Onu tamamen yok etmek imkansızdı. Bu rakam onun bunu yapmasına izin vermezdi.
Hesaplarına göre, tüm labirent muhtemelen onun kontrolü altındaydı. Eğer çok ileri giderse, figür onu kesinlikle yakalardı.
Bir an düşündükten sonra Wang Teng tekrar gülümsedi. Daha fazla oyalanmadı ve önden yürümeye devam etti.

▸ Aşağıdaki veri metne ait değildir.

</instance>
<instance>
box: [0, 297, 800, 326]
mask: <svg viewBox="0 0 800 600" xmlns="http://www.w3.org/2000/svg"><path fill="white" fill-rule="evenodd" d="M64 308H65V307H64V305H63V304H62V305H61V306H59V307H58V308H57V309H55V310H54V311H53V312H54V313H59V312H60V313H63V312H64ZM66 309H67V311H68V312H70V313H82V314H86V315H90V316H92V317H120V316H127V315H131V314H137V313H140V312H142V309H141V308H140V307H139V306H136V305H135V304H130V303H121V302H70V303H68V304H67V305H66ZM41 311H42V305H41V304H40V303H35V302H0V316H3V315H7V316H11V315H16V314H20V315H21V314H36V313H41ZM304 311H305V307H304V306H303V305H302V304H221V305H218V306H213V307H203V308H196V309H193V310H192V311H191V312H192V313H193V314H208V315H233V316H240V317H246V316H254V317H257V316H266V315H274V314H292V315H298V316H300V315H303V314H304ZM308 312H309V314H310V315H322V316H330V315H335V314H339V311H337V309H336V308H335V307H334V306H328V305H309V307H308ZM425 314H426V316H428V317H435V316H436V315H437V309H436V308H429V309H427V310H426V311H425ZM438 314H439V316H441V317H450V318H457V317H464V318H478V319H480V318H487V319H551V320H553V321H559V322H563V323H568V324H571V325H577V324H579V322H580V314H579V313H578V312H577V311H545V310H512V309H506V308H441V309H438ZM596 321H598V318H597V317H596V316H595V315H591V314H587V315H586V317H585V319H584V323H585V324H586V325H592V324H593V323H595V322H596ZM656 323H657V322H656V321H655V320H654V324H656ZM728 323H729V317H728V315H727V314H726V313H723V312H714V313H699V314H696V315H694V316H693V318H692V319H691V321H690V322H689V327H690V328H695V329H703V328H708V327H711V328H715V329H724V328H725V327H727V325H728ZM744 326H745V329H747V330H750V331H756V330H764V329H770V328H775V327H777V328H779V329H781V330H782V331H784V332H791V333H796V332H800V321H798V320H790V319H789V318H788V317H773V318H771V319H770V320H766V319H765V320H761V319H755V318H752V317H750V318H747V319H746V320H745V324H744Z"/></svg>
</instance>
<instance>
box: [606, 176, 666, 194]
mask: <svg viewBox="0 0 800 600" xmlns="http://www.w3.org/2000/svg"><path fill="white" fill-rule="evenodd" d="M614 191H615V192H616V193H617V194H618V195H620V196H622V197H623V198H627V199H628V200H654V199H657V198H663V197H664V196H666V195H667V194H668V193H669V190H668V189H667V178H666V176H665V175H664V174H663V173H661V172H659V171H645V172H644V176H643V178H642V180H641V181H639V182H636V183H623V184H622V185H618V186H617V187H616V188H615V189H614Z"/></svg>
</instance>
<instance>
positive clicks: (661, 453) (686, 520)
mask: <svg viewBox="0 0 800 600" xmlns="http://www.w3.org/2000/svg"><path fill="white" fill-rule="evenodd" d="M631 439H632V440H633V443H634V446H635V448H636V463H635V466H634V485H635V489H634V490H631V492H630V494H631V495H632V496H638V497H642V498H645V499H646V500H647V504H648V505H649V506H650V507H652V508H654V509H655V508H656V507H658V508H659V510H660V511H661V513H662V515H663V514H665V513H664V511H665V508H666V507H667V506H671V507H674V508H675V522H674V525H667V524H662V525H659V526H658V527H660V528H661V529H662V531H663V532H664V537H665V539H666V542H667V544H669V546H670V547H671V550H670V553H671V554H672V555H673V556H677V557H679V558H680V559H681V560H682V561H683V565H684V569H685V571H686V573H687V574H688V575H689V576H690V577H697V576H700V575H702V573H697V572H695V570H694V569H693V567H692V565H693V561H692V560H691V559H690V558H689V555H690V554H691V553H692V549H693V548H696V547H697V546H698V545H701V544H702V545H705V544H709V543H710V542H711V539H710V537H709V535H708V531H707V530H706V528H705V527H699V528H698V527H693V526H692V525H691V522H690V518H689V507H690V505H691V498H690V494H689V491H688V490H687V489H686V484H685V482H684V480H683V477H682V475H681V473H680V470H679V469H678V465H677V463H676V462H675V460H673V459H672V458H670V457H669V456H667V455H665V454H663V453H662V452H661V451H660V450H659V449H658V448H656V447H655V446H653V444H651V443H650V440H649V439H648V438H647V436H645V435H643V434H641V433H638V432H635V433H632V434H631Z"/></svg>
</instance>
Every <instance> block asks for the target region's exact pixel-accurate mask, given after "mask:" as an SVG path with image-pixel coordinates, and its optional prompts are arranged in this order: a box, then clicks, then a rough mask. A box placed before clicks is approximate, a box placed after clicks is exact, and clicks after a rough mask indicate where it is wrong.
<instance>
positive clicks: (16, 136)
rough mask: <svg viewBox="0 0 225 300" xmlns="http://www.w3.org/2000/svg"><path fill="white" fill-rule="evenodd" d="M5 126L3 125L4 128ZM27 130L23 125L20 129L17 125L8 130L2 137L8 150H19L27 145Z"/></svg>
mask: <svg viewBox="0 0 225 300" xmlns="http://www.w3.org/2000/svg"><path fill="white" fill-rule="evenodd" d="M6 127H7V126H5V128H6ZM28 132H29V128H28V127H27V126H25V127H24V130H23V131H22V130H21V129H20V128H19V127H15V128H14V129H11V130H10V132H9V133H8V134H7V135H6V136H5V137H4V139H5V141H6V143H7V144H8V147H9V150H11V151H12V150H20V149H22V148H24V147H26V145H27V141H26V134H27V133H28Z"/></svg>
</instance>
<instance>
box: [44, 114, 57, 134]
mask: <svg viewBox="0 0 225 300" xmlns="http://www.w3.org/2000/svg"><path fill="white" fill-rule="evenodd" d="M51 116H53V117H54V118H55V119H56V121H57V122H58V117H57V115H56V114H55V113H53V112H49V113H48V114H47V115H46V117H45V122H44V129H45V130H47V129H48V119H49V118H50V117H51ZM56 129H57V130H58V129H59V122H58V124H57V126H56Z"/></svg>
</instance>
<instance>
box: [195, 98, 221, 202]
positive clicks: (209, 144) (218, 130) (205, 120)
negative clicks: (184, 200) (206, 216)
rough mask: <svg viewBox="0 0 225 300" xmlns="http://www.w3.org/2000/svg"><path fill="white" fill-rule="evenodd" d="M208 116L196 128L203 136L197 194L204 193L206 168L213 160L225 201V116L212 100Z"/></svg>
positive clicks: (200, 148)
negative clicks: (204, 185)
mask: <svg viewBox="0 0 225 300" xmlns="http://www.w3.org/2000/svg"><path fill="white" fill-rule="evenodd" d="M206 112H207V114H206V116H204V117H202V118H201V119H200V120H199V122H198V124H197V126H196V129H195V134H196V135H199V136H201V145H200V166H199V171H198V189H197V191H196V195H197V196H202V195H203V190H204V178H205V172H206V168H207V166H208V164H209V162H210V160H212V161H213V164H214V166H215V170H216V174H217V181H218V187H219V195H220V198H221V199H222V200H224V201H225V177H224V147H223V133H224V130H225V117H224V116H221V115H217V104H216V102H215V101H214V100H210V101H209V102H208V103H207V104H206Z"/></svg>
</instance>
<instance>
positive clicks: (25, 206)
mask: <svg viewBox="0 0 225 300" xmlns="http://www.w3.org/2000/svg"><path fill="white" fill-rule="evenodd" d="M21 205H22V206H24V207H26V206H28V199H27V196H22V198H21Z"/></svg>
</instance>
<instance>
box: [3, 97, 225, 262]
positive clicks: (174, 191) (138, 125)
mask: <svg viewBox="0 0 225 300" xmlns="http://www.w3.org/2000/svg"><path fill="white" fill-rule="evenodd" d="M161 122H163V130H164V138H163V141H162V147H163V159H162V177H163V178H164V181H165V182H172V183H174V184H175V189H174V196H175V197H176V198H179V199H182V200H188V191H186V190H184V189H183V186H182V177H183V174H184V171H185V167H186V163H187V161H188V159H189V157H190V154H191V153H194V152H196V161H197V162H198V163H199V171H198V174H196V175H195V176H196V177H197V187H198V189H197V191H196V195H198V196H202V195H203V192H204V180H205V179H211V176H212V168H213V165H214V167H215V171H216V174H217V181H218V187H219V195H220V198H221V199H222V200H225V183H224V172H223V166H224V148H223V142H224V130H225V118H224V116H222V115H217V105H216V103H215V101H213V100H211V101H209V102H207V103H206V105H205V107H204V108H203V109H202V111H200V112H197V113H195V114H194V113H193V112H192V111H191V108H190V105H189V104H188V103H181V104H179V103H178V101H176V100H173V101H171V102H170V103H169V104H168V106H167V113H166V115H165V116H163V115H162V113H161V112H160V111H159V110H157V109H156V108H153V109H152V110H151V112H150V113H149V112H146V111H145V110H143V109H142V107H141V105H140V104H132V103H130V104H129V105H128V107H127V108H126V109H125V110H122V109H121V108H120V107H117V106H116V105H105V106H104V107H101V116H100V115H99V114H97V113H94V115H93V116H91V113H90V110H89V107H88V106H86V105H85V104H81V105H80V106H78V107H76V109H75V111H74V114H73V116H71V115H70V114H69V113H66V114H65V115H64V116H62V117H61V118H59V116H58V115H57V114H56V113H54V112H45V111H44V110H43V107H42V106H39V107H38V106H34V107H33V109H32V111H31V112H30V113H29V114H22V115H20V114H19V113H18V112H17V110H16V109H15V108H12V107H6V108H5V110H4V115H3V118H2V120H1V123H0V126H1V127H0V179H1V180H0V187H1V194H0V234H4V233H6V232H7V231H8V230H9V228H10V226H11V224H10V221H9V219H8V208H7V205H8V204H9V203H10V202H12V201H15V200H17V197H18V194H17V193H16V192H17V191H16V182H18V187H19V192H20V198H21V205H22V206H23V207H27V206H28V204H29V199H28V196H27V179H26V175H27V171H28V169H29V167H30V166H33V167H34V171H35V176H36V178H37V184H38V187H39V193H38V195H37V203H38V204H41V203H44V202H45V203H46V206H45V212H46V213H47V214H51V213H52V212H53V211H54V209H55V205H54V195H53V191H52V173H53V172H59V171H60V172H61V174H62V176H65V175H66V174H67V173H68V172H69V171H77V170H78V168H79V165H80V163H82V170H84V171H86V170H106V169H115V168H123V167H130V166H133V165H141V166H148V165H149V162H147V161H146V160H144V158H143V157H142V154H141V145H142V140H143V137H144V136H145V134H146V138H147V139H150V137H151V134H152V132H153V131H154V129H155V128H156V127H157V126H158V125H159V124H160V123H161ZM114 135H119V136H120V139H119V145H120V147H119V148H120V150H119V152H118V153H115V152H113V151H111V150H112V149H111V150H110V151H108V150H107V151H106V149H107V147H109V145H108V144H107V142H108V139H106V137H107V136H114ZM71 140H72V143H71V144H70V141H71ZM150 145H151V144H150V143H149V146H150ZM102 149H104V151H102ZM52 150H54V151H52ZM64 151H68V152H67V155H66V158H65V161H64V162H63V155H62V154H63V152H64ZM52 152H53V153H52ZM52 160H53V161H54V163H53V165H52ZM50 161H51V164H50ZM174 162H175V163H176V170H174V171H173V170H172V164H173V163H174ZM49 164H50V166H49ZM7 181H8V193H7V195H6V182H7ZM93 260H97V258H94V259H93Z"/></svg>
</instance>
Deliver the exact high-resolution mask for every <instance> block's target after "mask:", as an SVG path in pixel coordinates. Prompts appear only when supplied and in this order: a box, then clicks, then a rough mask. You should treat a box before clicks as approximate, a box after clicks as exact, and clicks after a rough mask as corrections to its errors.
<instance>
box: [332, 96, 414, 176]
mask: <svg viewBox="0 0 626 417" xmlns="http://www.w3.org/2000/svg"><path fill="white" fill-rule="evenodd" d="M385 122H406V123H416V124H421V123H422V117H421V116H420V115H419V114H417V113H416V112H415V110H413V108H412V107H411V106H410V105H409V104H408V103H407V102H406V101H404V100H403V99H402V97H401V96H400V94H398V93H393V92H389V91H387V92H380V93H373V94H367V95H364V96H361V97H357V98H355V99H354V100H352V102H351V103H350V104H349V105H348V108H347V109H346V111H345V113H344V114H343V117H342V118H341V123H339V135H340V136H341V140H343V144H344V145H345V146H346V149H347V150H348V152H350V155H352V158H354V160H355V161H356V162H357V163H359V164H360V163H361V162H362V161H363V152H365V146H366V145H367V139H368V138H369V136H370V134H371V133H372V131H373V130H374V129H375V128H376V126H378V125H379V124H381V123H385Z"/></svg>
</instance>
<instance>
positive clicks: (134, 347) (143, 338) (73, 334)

Önünde yine birkaç sivri uç belirdi.
Boom!
Bu sefer bir çıkmazın ortaya çıkmasını beklemedi. Doğrudan labirentin merkezine nişan aldı ve o yönde sondaj yaptı.
Gezegensel Alem Ruhu*80
Spiritüel Labirent Parçaları*10
Büyük bir delik ortaya çıktı ve Wang Teng, nitelik baloncuklarını toplarken labirentin kalbine doğru yürüdü.
…
Aynı zamanda, bir figür labirentin ortasındaki uzanmış bir sandalyede yavaş yavaş oturuyor ve uzaylı adayların ilerleyişini izliyordu.
Wang Teng’in yanında neler olduğunu görünce, sandalyesinden fırladı ve gözleri neredeyse yuvalarından fırlayacaktı, “Kahretsin, bu çocuk gerçekten ruhsal labirenti yok edebilir!”